Under the circumstances, both the Greeks and the Eurozone are well aware of what catastrophic results for each party a Greek bankruptcy would imply. Thus, Grexit should rather be ruled out.
In the backstage of the confrontation are a technocratic Germany and a new inexperienced but very political Greek government. The Germans display a solid thinking based on Cartesian logic but they lack of any imagination. On the contrary, the Greeks have only imagination and sometimes even hallucinations.
Each party lives in its own world and each one feels confident that the other side would not take the confrontation to the end.
The good thing is that all interested parties are talking of a ‘problem.’ This means that there is a solution, yet it seems that the interested parties did not agree on the demarcation of the problem, which is the prerequisite for its solution.
Both parties agree on the generic term, structural reforms. Europeans are speaking of tools to collect money in order to repay debts. The Greek government envisages structural reforms under the restrictions of the fresh popular mandate. The difference in understanding is chaotic.
As it seems to be still premature, no party speaks of structural reforms that will give the lasting solution to the Greek problem. They are simple but painful.
Reduction of the public sector: In this way a budget surplus will be obtained without strangling the private sector and corruption will be automatically minimized.
De-cartelization of the market: For most consumer good and services prices will be reduced to half thus offsetting salary and pensions reductions. De-cartelization will bring in Greece the balance between prices and salaries achieved in all other European countries decades ago.
Deregulation: Only in this way to re-ignite growth and convince people, starting from the Greeks, to invest in Greece. Over-regulation and ever-changing rules are the reasons no one invest in Greece.
Think on the fact that today, in order to build a sheep shelter, yes a sheep shelter, 18 permits are required. Furthermore to install in your house an emergency power generator of a few KWA (in Greece we have an average of one short, local blackout, once per week), you need 52 permits, all from different authorities.

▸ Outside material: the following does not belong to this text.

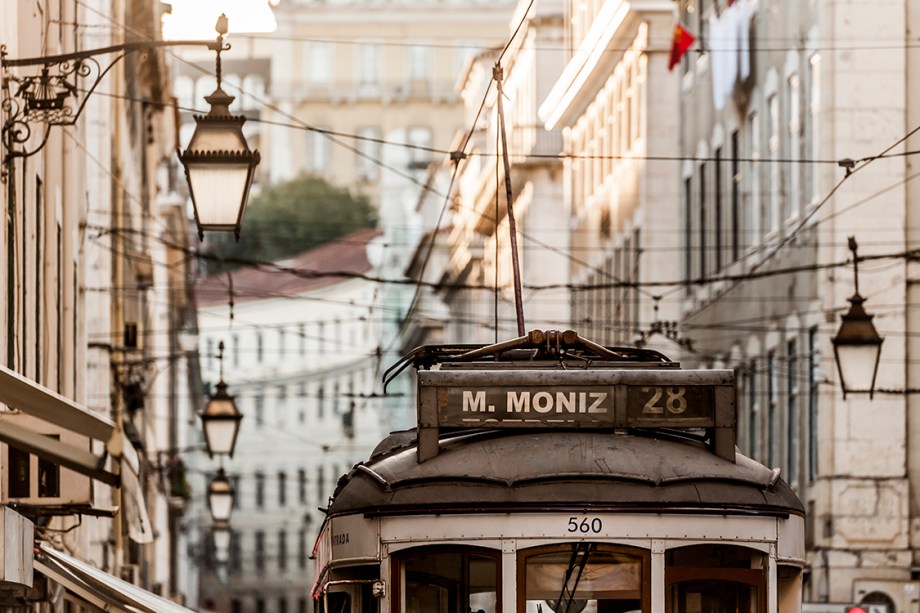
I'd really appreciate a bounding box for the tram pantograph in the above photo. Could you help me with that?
[313,331,805,613]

These are the kind of structural reforms needed and the Greek government, though conscious cannot proceed as yet. Time is needed for the Greeks to understand and digest that need and certainly only with a grand coalition government, after a wake-up shock of non-fatal impact, such reforms may be attempted.
The other day, the Greeks went to IMF and asked for a light rescheduling of upcoming debt repayments. The Greeks explained that with the popular mandate they got, they couldn’t service the foreign debt, as they have to pay salaries and pensions first. And they well explained that all other payments from the public and private sector have been practically stopped. IMF refused any such facility without even discussing it.

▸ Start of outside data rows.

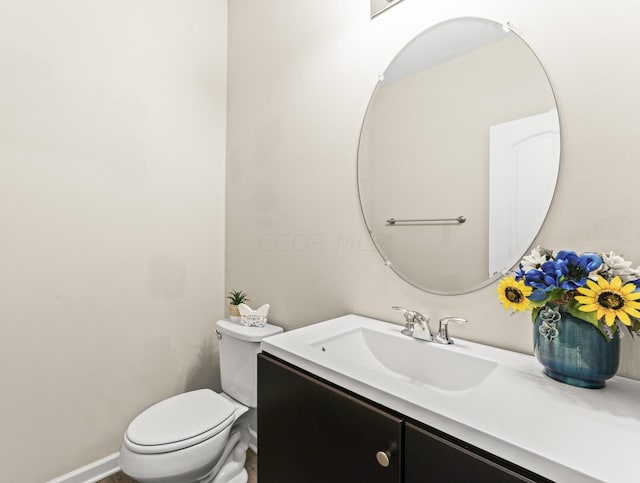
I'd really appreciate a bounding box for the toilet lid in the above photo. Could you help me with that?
[126,389,234,452]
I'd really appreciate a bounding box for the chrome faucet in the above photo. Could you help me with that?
[391,305,434,342]
[435,317,467,344]
[391,305,467,344]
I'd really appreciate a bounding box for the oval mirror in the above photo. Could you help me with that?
[358,18,560,295]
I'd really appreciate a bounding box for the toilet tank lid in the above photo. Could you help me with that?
[216,319,283,342]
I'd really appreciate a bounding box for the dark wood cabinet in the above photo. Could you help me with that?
[403,422,548,483]
[258,353,550,483]
[258,355,402,483]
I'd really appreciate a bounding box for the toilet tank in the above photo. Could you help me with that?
[216,319,282,408]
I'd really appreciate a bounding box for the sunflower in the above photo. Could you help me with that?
[496,277,532,312]
[575,277,640,327]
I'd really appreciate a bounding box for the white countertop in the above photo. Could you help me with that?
[261,315,640,483]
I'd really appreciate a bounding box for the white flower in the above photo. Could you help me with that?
[521,245,547,273]
[598,252,640,283]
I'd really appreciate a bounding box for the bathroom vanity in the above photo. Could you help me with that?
[258,315,640,483]
[258,354,549,483]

In response, the Greek Prime Minister announced four ‘red lines’ on non-negotiable issues, labor relation, pensions, VAT and state properties.
This is the situation the relations between Greece and the Eurogroup, clear and plain. Yet before coming to the hard-core problem, structural reforms, both sides must realize that Greece, besides the economic crisis has two other equally serious problems to address. Uncontrolled immigration and institutionalized anarchy which both impede the secure and democratic functioning of the society.
Uncontrolled immigration in a Member State is not a national problem but a European problem and must be globally addressed by the European Union.Institutionalized anarchy is a political situation of national concern but the
Institutionalized anarchy is a political situation of national concern but the potential spillover and domino effects of such national concern subject to the rest of Europe may prove an element of potential destabilization.
Therefore the three Greek problems as a whole must be addressed in the Greece-Eurogroup negotiations and not only the cash-flow shortage of Greece and the loans repayments.
Under the circumstances it is obvious that Greece and the Eurogroup are far from an agreement.